Наша лапочка быстро росла, у нее формировалась грудка, и с каждым днем она становилась все упрямее. Когда однажды в воскресенье утром, за неделю до того, как ей исполнилось тринадцать я, еще не проснувшись, забрел в ванную и вдруг увидел жемчужное тельце Мирочки во всей его женской славе — она стояла обнаженная перед запотевшим зеркалом, — раздался пронзительный визг, и с того момента наша дружба с ней прекратилась. Папик, ее милый папик, вдруг превратился для нее в старый замусоленный окурок. В недотепу, у которого даже нет машины и который не может дать ей на поездку с подружками на горнолыжный курорт. «А я тебя еще обожала…»
Следующей весной — мы с Эвой только что установили в саду навес, чтобы можно было уже теперь, до нашей поездки в Арденны, обедать на воздухе — Мира впервые не вернулась вечером домой. Я сразу же позвонил в школу, потом всем ее подружкам, в спортивный клуб, набрал номер полицейского отделения — Миры нигде не было. Что мне было делать? Я зашел в отделение, но на дежурного полицейского мое волнение впечатления почти не произвело.
— Сколько ей лет? — спросил он, с аппетитом вгрызаясь в булочку с изюмом.
— Только что исполнилось тринадцать, — ответил я, запыхавшись от поездки на велосипеде и от напряжения. — Наша дочурка — девочка тринадцати лет.
— Уходы из дома случаются сегодня так же часто, как кражи велосипедов, — изрекли уста, усеянные желтыми крошками. — Вы ведь и понятия не имеете о том, сколько сегодня крадут велосипедов.
Как только я вернулся домой, я схватил бутылку женевера [64] Женевер (jenever — нид.) — голландская водка.
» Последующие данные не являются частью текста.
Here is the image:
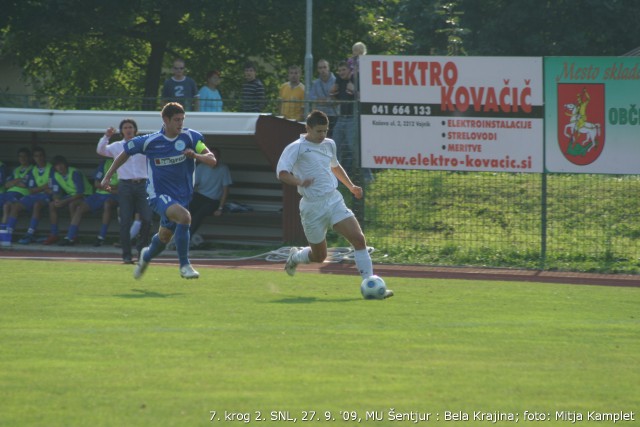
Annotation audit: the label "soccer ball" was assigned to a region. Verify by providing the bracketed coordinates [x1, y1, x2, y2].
[360, 275, 387, 299]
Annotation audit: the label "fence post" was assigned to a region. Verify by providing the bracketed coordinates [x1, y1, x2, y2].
[540, 170, 547, 270]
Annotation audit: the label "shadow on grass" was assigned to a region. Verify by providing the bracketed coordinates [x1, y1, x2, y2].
[271, 297, 362, 304]
[114, 289, 184, 299]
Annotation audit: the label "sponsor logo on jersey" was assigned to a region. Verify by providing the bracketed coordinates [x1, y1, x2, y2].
[175, 140, 186, 151]
[153, 154, 187, 166]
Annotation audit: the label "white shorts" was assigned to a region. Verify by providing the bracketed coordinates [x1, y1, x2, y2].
[300, 190, 354, 244]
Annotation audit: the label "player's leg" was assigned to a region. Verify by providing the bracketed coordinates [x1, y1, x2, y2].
[6, 200, 28, 233]
[284, 198, 331, 276]
[118, 181, 135, 264]
[166, 203, 200, 279]
[133, 184, 153, 252]
[333, 216, 373, 279]
[58, 199, 91, 246]
[94, 195, 118, 246]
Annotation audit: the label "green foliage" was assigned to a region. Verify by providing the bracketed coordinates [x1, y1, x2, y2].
[0, 0, 407, 109]
[0, 260, 640, 427]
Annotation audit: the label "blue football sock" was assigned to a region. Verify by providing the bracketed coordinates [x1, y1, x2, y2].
[173, 224, 191, 267]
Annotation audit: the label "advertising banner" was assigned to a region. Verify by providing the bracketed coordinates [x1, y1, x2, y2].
[544, 57, 640, 174]
[359, 55, 544, 172]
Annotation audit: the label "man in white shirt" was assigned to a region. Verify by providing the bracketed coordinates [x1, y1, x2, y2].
[276, 110, 393, 298]
[96, 119, 152, 264]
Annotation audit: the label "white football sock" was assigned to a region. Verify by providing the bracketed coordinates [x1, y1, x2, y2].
[353, 249, 373, 280]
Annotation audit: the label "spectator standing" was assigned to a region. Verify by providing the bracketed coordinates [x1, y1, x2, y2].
[276, 111, 393, 298]
[96, 119, 153, 264]
[242, 62, 266, 113]
[43, 156, 93, 246]
[162, 58, 200, 111]
[7, 147, 54, 245]
[189, 148, 233, 236]
[280, 65, 304, 121]
[347, 42, 367, 80]
[198, 70, 222, 112]
[102, 102, 216, 279]
[58, 159, 118, 246]
[331, 61, 356, 174]
[309, 59, 338, 138]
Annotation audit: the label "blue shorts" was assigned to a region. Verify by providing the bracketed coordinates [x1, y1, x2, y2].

— ненавижу этот кошмарный самогон, но что мне было делать? Эва уже несколько месяцев подряд глотала таблетки от нервов и бессонницы (те самые, которые я потом сам начал пить пачками). Лишь около четырех утра, после, наверное, сотого звонка в полицейский участок, я повалился на постель, не укрываясь одеялом. Эва без сна лежала на спине. Она спокойным голосом начала рассказывать: про то, что у Миры уже два года назад впервые началась менструация (я ушам своим не верил!), что месяц назад она обнаружила в ее комнате не только мерзкие книжицы, но и сигареты, тончайшее белье из автомата и еще… пачку презервативов. Раскрытую, в которой трех штук не хватало.
— Ты лжешь! — загремел я, вскочил и стал биться головой о стену.
Я начал ей выговаривать. Дескать, с самого начала она пыталась настроить нас с Мирой друг против друга… Она просто ревнует, только и всего… И еще…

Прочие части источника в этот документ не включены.